On the Auto Scaling page, you can manage and create new scaling rules to automatically adjust resource allocation. This allows dynamic scaling up or down of resources based on system load, optimizing operational efficiency. Below is an introduction to the feature and a step-by-step guide:


The Auto Scaling page displays two tabs:

  • Auto Scaling: Shows all active scaling rules, allowing you to view and manage the current list of rules.
  • Suspended: Displays a list of paused rules, which can be reactivated when needed.

Rule List Columns

  • ID: The unique identifier for the rule.
  • Name: The name designated for the Auto Scaling rule for easy identification.
  • Status: The operational status of the Auto Scaling rule (e.g., Running, Suspended).
  • Cost: The accumulated cost.
  • Last Execution Time: The latest execution time.
  • Action: The available actions (detailed below).

Action Buttons

  • Edit: Modify the rule's detailed settings.
  • Suspend: Stop the rule's execution. This action stops monitoring system load and adjusting resources, moving the rule to the Suspended tab. Suspended rules can be reactivated when needed.
  • Delete: Remove the rule.

Auto scaling list


Creating a New Rule

Step 1: Set Rule Information

Click the New Scaling Rule button in the top right corner to create a new rule.

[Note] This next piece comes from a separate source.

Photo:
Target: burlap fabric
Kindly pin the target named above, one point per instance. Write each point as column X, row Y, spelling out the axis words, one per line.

  • Fill in Rule Name and select Resource Type (currently only Instance is available). New Scaling Rule

Step 2: Set Scaling Target

  • Select Instance and review the related information.

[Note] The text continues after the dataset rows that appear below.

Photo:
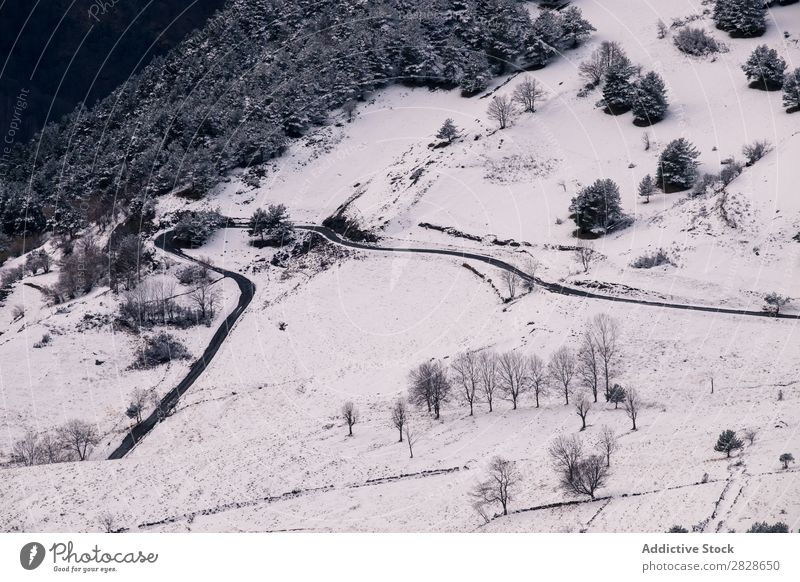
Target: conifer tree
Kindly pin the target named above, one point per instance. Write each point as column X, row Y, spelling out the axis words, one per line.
column 791, row 90
column 677, row 166
column 647, row 187
column 448, row 131
column 765, row 68
column 649, row 101
column 618, row 91
column 596, row 209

  • Set the Protocol (currently only http is supported) and fill in the Port.

  • Set the Start Command:

    • Start Command: These are the internal commands executed by new instances after startup during Auto Scaling, used to launch custom services or models within the instance. If left blank, the system will use a default start command. For example, on Linux, it might use systemctl start <service> or /etc/init.d/<service> start. If a specific command is required, enter it based on your needs.

    New Scaling Rule

Step 3: Set Scaling Rules

  • Fill in Elastic Quantity Control Minimum and Elastic Quantity Control Maximum:

    Elastic Quantity Control Minimum: Sets the minimum number of resources the system can scale down to, ensuring basic operation during low load. This value is typically set to 0 or 1, depending on your service requirements.

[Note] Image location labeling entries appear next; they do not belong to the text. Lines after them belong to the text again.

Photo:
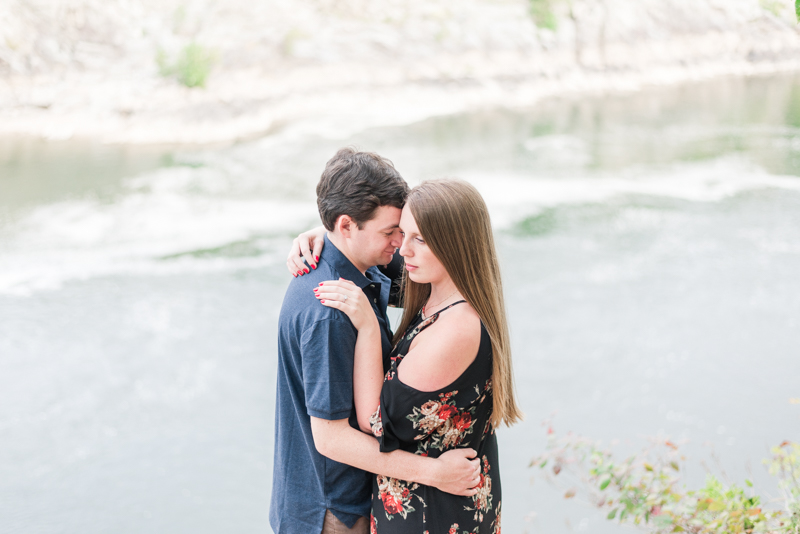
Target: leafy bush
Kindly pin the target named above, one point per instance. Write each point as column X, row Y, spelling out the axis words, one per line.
column 192, row 66
column 542, row 13
column 643, row 489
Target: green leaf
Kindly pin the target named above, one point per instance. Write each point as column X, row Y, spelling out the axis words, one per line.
column 716, row 506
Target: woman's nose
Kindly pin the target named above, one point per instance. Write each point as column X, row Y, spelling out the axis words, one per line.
column 405, row 250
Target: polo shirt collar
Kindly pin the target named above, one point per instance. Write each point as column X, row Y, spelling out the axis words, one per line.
column 343, row 265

    Elastic Quantity Control Maximum: Sets the maximum number of resources the system can scale up to, preventing over-scaling and controlling costs. This value should be based on anticipated traffic or load.

    Scaling Rule

Step 4: Set Load Metric (Optional)

  • Click the More Load Metric button:

    • More Load Metric allows adding additional load metrics to adjust resources based on more specific performance needs.
  • Fill in Metric Name, Description, select Baseline Type, and fill in Baseline Value:

    Numeric Baseline: Sets a specific numeric baseline. Scaling is triggered when resource usage exceeds or falls below this baseline.

    Ratio Baseline: Sets a proportional baseline, adjusting based on the ratio of specific resources.

  • Fill in Retrieve Address:

    • Retrieve Address is the data source address for load metrics, usually an API URL or a monitoring system endpoint. It provides load data to help decide if scaling should be triggered. For example, it might be a URL like http://your-monitoring-system/api/metrics.

    Scaling Rule

Step 5: Successfully Create the Rule

After confirming all settings, click the confirm button at the bottom right to complete the creation. You will see the newly created rule in the list. Rule list


Notes

  • Managing Rules: Created rules can be edited, suspended, or deleted in the Auto Scaling or Suspended list.

  • Setting Scaling Conditions: Correctly setting scaling conditions (such as Elastic Quantity Control and Baseline Type) helps efficiently utilize system resources.

  • Resource Optimization: Regularly review and adjust rule settings to ensure resources are scaled appropriately based on actual load.


With these settings, you can automate resource management, enhancing system flexibility and reliability.